By Richard Barrington | MoneyRates.com Senior Financial Analyst, CFA

Q: What is the rate on corporate CDs/bonds, what is the minimum investment, and what is the length of the term?

A: First of all, be careful to make a clear distinction between CDs and corporate bonds. Corporate bonds are not FDIC-insured, and both principal and interest are subject to a substantial level of market risk, including regular fluctuations in price and the possibility of default.

Yields on short-term corporate paper are currently less than average CD yields, which would make CDs a clearly better choice for the average person--especially since you could do much better by shopping for the best CD rates, and even many savings accounts and money market rates are better than short-term corporate bond yields.

Longer-term corporate bonds do offer much higher yields--as of this writing, over 4.5 percent for high-quality bonds and even more for lower-quality bonds. However, there are some drawbacks.

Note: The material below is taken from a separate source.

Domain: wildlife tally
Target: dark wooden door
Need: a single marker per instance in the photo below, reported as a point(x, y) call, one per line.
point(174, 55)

Because corporate bonds depend on the financial condition of the issuer, they expose you to some of the economic and company-specific risks of stocks, but without the upside of stocks. At the very least, you wouldn't want to depend too heavily on any one corporate bond. They can make sense as part of a diversified portfolio, but that would involve having a substantial amount of money invested since, as a practical matter, trading corporate bonds in small lots can get very expensive.

You could diversifiy more efficiently by investing in a corporate bond fund, but in that case you must play close attention to the fees you pay. Avoid anything that involves a front- or back-end load, and make sure that the annual fees and expenses don't erode the yield of the fund so much that it isn't worth it.